Schlechte Geschenke, schlechtere Geschenke, aufgedrängte Geschenke.

Electronic Arts greift heute mal glorios tief in den Abort und beglückt bestimmte User wie mich mit einer Marketingaktion, die voll nach hinten losgeht.

Was ist passiert?

Ich habe bei meinem EA-Konto 2-Faktor-Authentifizierung (2FA) aktiviert. Das bedeutet, dass ich mich immer mal wieder – und bei allen Änderungen an meinen Kontodaten – noch extra ausweisen muss, in EA’s Fall mit einem Code der von einem Programm auf meinem Handy erzeugt wird. Mal abgesehen von den grundsätzlichen Vorzügen einer 2FA-Lösung ist EAs eigene Sicherheit nämlich eher als zweifelhaft zu bewerten. Hier der jüngste Beleg.

Vor einigen Jahren – so 2012, 2013 rum – trugen dann auch mal irgendwelche Hacker meine persönlichen Accountdaten bei EA raus, damals noch ohne 2FA. Glücklicherweise habe ich keine Zahlungsdaten hinterlegt, so war der Schaden begrenzt auf einige Telefonate mit dem Support und der Feststellung, dass ich bei meinem Lieblingsspiel nun gesperrt bin. War offenbar auch das Lieblingsspiel desjenigen, der meinen Account irgendwann auf russische Sprache umstellte und mich überhaupt auf die Kompromittierung aufmerksam machte. Und der hackte nicht nur gern, der cheatete auch gern.

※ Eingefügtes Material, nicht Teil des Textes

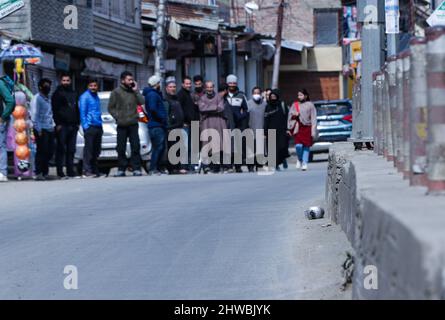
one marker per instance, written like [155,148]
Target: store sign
[9,6]
[62,60]
[392,16]
[438,16]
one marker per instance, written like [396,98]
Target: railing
[409,111]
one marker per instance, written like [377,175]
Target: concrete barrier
[392,226]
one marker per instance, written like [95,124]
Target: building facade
[106,40]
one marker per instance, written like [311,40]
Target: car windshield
[104,105]
[333,109]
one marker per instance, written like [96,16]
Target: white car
[108,157]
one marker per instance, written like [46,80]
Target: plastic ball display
[21,139]
[20,125]
[22,152]
[19,112]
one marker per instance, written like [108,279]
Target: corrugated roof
[186,14]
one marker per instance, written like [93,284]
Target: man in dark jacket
[157,126]
[123,106]
[66,117]
[91,120]
[175,121]
[191,113]
[238,103]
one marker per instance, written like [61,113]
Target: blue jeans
[303,153]
[3,151]
[157,136]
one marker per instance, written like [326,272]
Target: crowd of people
[56,119]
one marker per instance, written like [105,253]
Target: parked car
[334,124]
[108,158]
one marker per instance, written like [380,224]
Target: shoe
[298,165]
[120,174]
[40,177]
[3,178]
[88,175]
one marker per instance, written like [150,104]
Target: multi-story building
[311,54]
[108,39]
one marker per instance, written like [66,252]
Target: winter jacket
[90,110]
[189,107]
[7,101]
[175,113]
[123,106]
[156,111]
[42,113]
[65,108]
[238,104]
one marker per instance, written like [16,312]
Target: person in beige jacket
[302,126]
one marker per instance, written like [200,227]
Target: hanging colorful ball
[21,139]
[19,112]
[20,125]
[22,152]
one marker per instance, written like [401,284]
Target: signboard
[356,51]
[9,6]
[392,16]
[438,16]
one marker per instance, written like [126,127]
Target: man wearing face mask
[257,106]
[238,103]
[199,88]
[123,106]
[66,117]
[43,124]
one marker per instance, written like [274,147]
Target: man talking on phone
[123,105]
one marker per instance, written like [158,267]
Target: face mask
[46,90]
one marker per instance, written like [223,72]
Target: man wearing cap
[238,103]
[157,126]
[123,106]
[175,121]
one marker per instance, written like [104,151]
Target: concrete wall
[397,228]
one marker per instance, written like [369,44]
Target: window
[124,10]
[101,6]
[326,27]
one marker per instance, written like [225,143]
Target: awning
[288,44]
[183,14]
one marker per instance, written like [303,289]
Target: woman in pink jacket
[302,126]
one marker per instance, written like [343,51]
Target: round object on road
[314,213]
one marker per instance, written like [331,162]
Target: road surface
[235,236]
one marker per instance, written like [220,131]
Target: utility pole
[160,40]
[278,40]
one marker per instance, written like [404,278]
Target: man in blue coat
[157,126]
[91,120]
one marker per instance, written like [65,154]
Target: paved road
[172,237]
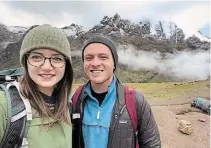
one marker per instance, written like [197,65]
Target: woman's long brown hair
[29,89]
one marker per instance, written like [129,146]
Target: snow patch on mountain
[74,30]
[17,29]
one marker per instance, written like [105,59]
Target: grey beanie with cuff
[47,37]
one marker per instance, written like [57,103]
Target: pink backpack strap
[130,103]
[75,96]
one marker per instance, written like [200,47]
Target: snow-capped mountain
[74,30]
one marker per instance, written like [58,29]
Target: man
[99,119]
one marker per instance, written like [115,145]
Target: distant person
[46,86]
[100,117]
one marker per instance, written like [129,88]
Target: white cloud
[192,18]
[189,16]
[184,65]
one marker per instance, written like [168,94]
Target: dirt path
[167,115]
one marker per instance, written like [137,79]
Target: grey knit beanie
[106,41]
[48,37]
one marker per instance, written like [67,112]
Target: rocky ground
[167,115]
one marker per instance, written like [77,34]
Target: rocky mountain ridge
[161,37]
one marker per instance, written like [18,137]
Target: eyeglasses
[37,60]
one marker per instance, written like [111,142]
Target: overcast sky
[188,15]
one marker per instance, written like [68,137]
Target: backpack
[18,114]
[129,101]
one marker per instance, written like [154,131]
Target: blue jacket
[96,120]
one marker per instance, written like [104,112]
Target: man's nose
[96,62]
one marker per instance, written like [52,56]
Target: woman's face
[46,68]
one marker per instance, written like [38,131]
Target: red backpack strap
[130,104]
[75,96]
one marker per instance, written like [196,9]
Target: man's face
[98,63]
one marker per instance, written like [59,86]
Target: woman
[47,82]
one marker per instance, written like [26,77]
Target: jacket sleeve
[148,134]
[3,114]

Nun stelle man sich meine Panik vor, als ich heute mittag auf der Arbeit plötzlich eine Mail erhalte, dass ICH soeben einen Code für einen Monat Origin Access eingelöst habe. Wohlgemerkt: bis heute habe ich keine Zahlungsdaten hinterlegt, schon aus Vorsicht heraus. Nun, ich habe gar nichts eingelöst – ich wurde aber auch nicht gehackt, wie ich mittlerweile weiss. Ich habe diesen Monat erhalten, weil ich 2FA nutze – und natürlich, weil EA sein furchtbares Geschäftskonzept “Spiele im Abo” pushen will.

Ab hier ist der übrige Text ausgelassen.